Par Raúl Zibechi * pour La Jornada

Des groupes de jeunes de 15 à 20 ans s’autoconvoquent dans les centres commerciaux du Brésil, surtout à Sao Paulo, bien que la pratique est entrain de s’étendre à tout le pays, pour se promener, pour s’amuser et pour chanter en dansant le funk « ostentation », un genre dérivé du funk de Rio de Janeiro, qui exalte la consommation, les marques de luxe, l’argent et le plaisir. Ce sont des jeunes qui viennent des périphéries de San Paolo, pauvres et, par conséquent, noirs.

Le 7 décembre quelque 6 000 jeunes se sont rejoints au centre commercial Metro Itaquera, habituellement fréquenté par des familles de la banlieue. Le 14 de ce mois quelques centaines sont rentrés en dansant et en criant au Shopping Internacional de Guarulhos, et bien qu’il n’y eût ni dégâts, ni vols, qu’ils n’ ont pas consommé de drogues, la police a commencé à réprimer et a fait 23 arrestations sans motif.

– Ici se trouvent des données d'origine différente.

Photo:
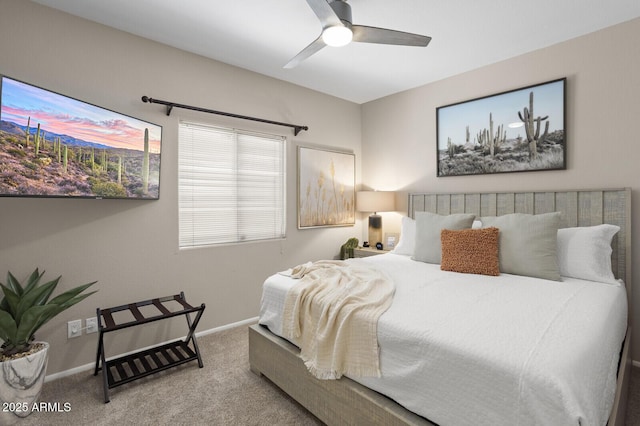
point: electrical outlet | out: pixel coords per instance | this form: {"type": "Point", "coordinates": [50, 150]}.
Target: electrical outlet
{"type": "Point", "coordinates": [74, 328]}
{"type": "Point", "coordinates": [92, 325]}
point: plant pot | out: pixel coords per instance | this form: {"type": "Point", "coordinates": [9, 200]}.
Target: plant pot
{"type": "Point", "coordinates": [21, 381]}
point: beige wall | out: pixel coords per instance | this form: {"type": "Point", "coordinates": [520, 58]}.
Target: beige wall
{"type": "Point", "coordinates": [130, 247]}
{"type": "Point", "coordinates": [603, 143]}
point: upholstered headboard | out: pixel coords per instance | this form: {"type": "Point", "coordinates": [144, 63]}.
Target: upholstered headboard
{"type": "Point", "coordinates": [579, 208]}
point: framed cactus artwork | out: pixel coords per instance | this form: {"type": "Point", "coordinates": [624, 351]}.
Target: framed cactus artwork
{"type": "Point", "coordinates": [326, 188]}
{"type": "Point", "coordinates": [516, 131]}
{"type": "Point", "coordinates": [57, 146]}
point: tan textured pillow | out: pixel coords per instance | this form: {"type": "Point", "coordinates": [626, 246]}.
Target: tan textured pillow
{"type": "Point", "coordinates": [471, 251]}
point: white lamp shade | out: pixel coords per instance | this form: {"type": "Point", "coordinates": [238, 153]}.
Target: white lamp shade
{"type": "Point", "coordinates": [375, 201]}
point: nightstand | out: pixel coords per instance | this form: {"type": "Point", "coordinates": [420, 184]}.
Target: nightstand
{"type": "Point", "coordinates": [368, 251]}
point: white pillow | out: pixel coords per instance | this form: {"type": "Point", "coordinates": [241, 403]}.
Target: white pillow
{"type": "Point", "coordinates": [528, 243]}
{"type": "Point", "coordinates": [585, 252]}
{"type": "Point", "coordinates": [407, 243]}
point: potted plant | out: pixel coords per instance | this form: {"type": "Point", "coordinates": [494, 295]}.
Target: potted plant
{"type": "Point", "coordinates": [24, 308]}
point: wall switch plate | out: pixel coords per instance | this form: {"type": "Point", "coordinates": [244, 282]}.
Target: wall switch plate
{"type": "Point", "coordinates": [92, 325]}
{"type": "Point", "coordinates": [74, 329]}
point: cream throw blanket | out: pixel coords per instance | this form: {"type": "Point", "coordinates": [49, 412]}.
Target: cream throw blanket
{"type": "Point", "coordinates": [332, 314]}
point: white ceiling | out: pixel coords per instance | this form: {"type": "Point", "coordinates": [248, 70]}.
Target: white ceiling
{"type": "Point", "coordinates": [263, 35]}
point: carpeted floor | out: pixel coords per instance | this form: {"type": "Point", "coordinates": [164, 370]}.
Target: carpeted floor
{"type": "Point", "coordinates": [224, 392]}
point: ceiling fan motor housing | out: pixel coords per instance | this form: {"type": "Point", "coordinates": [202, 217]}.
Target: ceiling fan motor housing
{"type": "Point", "coordinates": [342, 10]}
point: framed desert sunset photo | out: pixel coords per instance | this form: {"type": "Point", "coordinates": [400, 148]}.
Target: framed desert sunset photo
{"type": "Point", "coordinates": [52, 145]}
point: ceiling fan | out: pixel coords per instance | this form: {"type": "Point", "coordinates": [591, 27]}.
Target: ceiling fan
{"type": "Point", "coordinates": [337, 30]}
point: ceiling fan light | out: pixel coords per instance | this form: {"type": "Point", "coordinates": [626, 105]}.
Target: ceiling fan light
{"type": "Point", "coordinates": [337, 36]}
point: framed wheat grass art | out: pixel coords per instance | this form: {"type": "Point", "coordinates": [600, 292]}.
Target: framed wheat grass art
{"type": "Point", "coordinates": [326, 188]}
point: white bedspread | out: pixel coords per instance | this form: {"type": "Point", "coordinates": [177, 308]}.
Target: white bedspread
{"type": "Point", "coordinates": [463, 349]}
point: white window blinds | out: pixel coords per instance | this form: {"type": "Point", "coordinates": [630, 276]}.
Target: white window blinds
{"type": "Point", "coordinates": [231, 186]}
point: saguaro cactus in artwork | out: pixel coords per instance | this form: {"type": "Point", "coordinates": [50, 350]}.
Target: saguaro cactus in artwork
{"type": "Point", "coordinates": [451, 148]}
{"type": "Point", "coordinates": [489, 140]}
{"type": "Point", "coordinates": [26, 136]}
{"type": "Point", "coordinates": [532, 128]}
{"type": "Point", "coordinates": [37, 140]}
{"type": "Point", "coordinates": [65, 158]}
{"type": "Point", "coordinates": [145, 163]}
{"type": "Point", "coordinates": [120, 169]}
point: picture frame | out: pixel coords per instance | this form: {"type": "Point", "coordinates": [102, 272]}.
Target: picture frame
{"type": "Point", "coordinates": [518, 130]}
{"type": "Point", "coordinates": [54, 145]}
{"type": "Point", "coordinates": [326, 187]}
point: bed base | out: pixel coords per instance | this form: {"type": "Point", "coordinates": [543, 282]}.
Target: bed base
{"type": "Point", "coordinates": [334, 402]}
{"type": "Point", "coordinates": [343, 401]}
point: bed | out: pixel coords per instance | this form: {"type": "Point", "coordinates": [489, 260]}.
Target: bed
{"type": "Point", "coordinates": [357, 400]}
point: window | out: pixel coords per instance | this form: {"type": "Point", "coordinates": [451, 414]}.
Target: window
{"type": "Point", "coordinates": [231, 186]}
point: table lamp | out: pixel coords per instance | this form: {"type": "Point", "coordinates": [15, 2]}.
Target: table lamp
{"type": "Point", "coordinates": [375, 201]}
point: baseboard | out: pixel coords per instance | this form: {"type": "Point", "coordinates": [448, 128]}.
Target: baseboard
{"type": "Point", "coordinates": [91, 366]}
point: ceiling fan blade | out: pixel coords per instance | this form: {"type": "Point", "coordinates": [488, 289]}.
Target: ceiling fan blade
{"type": "Point", "coordinates": [306, 52]}
{"type": "Point", "coordinates": [324, 12]}
{"type": "Point", "coordinates": [365, 34]}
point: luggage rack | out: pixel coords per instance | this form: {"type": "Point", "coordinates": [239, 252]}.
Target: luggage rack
{"type": "Point", "coordinates": [127, 368]}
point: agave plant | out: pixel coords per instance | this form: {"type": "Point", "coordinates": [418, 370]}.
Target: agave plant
{"type": "Point", "coordinates": [26, 307]}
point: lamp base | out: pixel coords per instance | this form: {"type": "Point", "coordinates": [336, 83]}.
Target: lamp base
{"type": "Point", "coordinates": [375, 229]}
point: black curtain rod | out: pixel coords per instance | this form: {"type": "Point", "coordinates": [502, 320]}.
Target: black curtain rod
{"type": "Point", "coordinates": [170, 105]}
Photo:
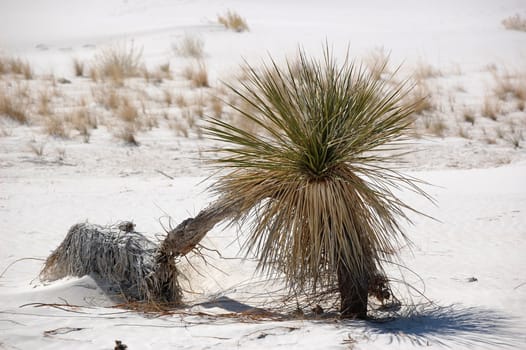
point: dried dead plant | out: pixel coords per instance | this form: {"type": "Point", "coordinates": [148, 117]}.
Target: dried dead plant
{"type": "Point", "coordinates": [490, 108]}
{"type": "Point", "coordinates": [127, 134]}
{"type": "Point", "coordinates": [44, 100]}
{"type": "Point", "coordinates": [233, 21]}
{"type": "Point", "coordinates": [120, 256]}
{"type": "Point", "coordinates": [54, 125]}
{"type": "Point", "coordinates": [314, 188]}
{"type": "Point", "coordinates": [78, 67]}
{"type": "Point", "coordinates": [198, 75]}
{"type": "Point", "coordinates": [118, 62]}
{"type": "Point", "coordinates": [13, 106]}
{"type": "Point", "coordinates": [127, 111]}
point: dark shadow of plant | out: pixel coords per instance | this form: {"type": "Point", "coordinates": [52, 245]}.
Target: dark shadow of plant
{"type": "Point", "coordinates": [452, 326]}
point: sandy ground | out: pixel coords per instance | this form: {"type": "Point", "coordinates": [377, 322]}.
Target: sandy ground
{"type": "Point", "coordinates": [469, 261]}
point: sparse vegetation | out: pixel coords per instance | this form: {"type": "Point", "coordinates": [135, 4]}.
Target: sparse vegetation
{"type": "Point", "coordinates": [13, 107]}
{"type": "Point", "coordinates": [515, 22]}
{"type": "Point", "coordinates": [117, 63]}
{"type": "Point", "coordinates": [127, 134]}
{"type": "Point", "coordinates": [469, 116]}
{"type": "Point", "coordinates": [55, 126]}
{"type": "Point", "coordinates": [490, 108]}
{"type": "Point", "coordinates": [233, 21]}
{"type": "Point", "coordinates": [37, 148]}
{"type": "Point", "coordinates": [425, 71]}
{"type": "Point", "coordinates": [326, 219]}
{"type": "Point", "coordinates": [17, 66]}
{"type": "Point", "coordinates": [78, 67]}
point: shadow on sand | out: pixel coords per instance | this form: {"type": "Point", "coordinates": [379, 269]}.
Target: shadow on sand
{"type": "Point", "coordinates": [451, 326]}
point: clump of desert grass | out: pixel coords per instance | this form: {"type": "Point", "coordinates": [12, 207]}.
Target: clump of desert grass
{"type": "Point", "coordinates": [313, 184]}
{"type": "Point", "coordinates": [55, 125]}
{"type": "Point", "coordinates": [515, 22]}
{"type": "Point", "coordinates": [233, 21]}
{"type": "Point", "coordinates": [13, 106]}
{"type": "Point", "coordinates": [117, 63]}
{"type": "Point", "coordinates": [510, 85]}
{"type": "Point", "coordinates": [491, 107]}
{"type": "Point", "coordinates": [469, 116]}
{"type": "Point", "coordinates": [16, 66]}
{"type": "Point", "coordinates": [191, 46]}
{"type": "Point", "coordinates": [84, 122]}
{"type": "Point", "coordinates": [128, 134]}
{"type": "Point", "coordinates": [78, 67]}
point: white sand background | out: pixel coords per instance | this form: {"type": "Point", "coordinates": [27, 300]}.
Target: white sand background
{"type": "Point", "coordinates": [480, 189]}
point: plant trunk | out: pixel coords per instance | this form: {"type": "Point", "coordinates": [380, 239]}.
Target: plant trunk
{"type": "Point", "coordinates": [353, 293]}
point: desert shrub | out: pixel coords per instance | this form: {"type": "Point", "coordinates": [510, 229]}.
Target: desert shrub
{"type": "Point", "coordinates": [233, 21]}
{"type": "Point", "coordinates": [55, 126]}
{"type": "Point", "coordinates": [198, 75]}
{"type": "Point", "coordinates": [313, 184]}
{"type": "Point", "coordinates": [13, 107]}
{"type": "Point", "coordinates": [78, 67]}
{"type": "Point", "coordinates": [118, 62]}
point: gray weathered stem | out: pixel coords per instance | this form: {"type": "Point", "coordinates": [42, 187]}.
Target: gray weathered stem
{"type": "Point", "coordinates": [191, 231]}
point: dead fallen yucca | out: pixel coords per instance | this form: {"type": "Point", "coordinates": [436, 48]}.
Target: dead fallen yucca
{"type": "Point", "coordinates": [315, 189]}
{"type": "Point", "coordinates": [120, 256]}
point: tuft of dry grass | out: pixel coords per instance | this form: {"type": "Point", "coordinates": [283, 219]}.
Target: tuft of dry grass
{"type": "Point", "coordinates": [216, 106]}
{"type": "Point", "coordinates": [107, 97]}
{"type": "Point", "coordinates": [510, 86]}
{"type": "Point", "coordinates": [127, 134]}
{"type": "Point", "coordinates": [197, 75]}
{"type": "Point", "coordinates": [233, 21]}
{"type": "Point", "coordinates": [21, 67]}
{"type": "Point", "coordinates": [515, 22]}
{"type": "Point", "coordinates": [167, 97]}
{"type": "Point", "coordinates": [190, 46]}
{"type": "Point", "coordinates": [180, 101]}
{"type": "Point", "coordinates": [13, 107]}
{"type": "Point", "coordinates": [78, 67]}
{"type": "Point", "coordinates": [16, 66]}
{"type": "Point", "coordinates": [55, 126]}
{"type": "Point", "coordinates": [117, 63]}
{"type": "Point", "coordinates": [83, 122]}
{"type": "Point", "coordinates": [127, 111]}
{"type": "Point", "coordinates": [469, 116]}
{"type": "Point", "coordinates": [490, 108]}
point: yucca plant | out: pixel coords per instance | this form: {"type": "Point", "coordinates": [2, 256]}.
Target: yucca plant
{"type": "Point", "coordinates": [315, 184]}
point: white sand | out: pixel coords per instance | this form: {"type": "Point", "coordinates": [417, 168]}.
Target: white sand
{"type": "Point", "coordinates": [479, 188]}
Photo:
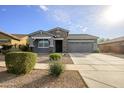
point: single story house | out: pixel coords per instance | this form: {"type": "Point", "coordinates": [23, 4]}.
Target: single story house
{"type": "Point", "coordinates": [112, 46]}
{"type": "Point", "coordinates": [59, 40]}
{"type": "Point", "coordinates": [8, 39]}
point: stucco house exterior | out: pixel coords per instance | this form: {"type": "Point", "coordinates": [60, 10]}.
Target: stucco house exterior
{"type": "Point", "coordinates": [59, 40]}
{"type": "Point", "coordinates": [115, 45]}
{"type": "Point", "coordinates": [13, 39]}
{"type": "Point", "coordinates": [8, 39]}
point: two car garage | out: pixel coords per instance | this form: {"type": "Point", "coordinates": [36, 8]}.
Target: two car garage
{"type": "Point", "coordinates": [82, 43]}
{"type": "Point", "coordinates": [80, 47]}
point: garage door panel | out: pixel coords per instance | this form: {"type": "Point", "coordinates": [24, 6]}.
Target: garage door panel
{"type": "Point", "coordinates": [80, 47]}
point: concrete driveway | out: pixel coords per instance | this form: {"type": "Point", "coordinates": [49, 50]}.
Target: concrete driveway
{"type": "Point", "coordinates": [101, 70]}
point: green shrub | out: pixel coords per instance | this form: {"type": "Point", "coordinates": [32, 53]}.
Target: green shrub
{"type": "Point", "coordinates": [24, 48]}
{"type": "Point", "coordinates": [20, 62]}
{"type": "Point", "coordinates": [56, 68]}
{"type": "Point", "coordinates": [4, 52]}
{"type": "Point", "coordinates": [6, 47]}
{"type": "Point", "coordinates": [96, 51]}
{"type": "Point", "coordinates": [55, 56]}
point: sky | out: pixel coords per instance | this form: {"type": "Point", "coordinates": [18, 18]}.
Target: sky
{"type": "Point", "coordinates": [84, 19]}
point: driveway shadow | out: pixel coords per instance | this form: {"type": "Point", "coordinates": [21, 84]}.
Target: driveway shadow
{"type": "Point", "coordinates": [45, 81]}
{"type": "Point", "coordinates": [116, 55]}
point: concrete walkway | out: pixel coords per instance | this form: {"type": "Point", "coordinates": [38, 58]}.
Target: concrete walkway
{"type": "Point", "coordinates": [107, 72]}
{"type": "Point", "coordinates": [97, 70]}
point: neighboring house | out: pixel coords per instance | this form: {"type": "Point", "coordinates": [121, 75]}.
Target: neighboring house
{"type": "Point", "coordinates": [7, 39]}
{"type": "Point", "coordinates": [59, 40]}
{"type": "Point", "coordinates": [115, 45]}
{"type": "Point", "coordinates": [23, 39]}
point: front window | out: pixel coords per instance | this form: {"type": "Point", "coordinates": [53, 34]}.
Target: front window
{"type": "Point", "coordinates": [43, 43]}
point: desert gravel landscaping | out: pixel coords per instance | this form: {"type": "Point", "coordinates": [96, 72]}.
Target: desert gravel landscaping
{"type": "Point", "coordinates": [44, 58]}
{"type": "Point", "coordinates": [41, 79]}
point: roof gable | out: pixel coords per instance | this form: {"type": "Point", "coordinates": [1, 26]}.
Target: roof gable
{"type": "Point", "coordinates": [81, 36]}
{"type": "Point", "coordinates": [10, 36]}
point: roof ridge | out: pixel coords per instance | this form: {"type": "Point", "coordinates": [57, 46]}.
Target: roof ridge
{"type": "Point", "coordinates": [12, 36]}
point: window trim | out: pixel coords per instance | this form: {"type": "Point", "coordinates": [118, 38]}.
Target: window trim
{"type": "Point", "coordinates": [43, 44]}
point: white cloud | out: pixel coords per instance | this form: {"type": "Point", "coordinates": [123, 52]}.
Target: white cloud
{"type": "Point", "coordinates": [61, 16]}
{"type": "Point", "coordinates": [44, 8]}
{"type": "Point", "coordinates": [3, 10]}
{"type": "Point", "coordinates": [84, 29]}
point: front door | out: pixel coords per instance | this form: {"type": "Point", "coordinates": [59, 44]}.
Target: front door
{"type": "Point", "coordinates": [58, 45]}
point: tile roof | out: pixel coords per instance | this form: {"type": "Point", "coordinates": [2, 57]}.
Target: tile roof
{"type": "Point", "coordinates": [81, 36]}
{"type": "Point", "coordinates": [20, 35]}
{"type": "Point", "coordinates": [9, 35]}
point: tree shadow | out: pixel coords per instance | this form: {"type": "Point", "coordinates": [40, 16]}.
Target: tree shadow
{"type": "Point", "coordinates": [43, 82]}
{"type": "Point", "coordinates": [116, 55]}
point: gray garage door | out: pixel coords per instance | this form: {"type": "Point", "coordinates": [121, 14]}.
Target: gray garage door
{"type": "Point", "coordinates": [80, 46]}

Les rolezinhos (de rolé, passer un moment) ont lieu depuis quelques années de la part d’étudiants ou de fans de musiciens ou de célébrités du sport. L’un des rolezinhos les plus célèbres a été dès 2007 celui des étudiants en économie de l’Université de Sao Paulo (USP) au centre commercial Eldorado. Ils n’ont jamais été poursuivis, ni même gênés par la sécurité, bien qu’ils arrivent en masse sans prévenir. Ils crient de façon exubérante et quand certains montent sur les tables, la sécurité leur demande poliment de descendre (Folha de Sao Paulo, le 21 janvier 2014).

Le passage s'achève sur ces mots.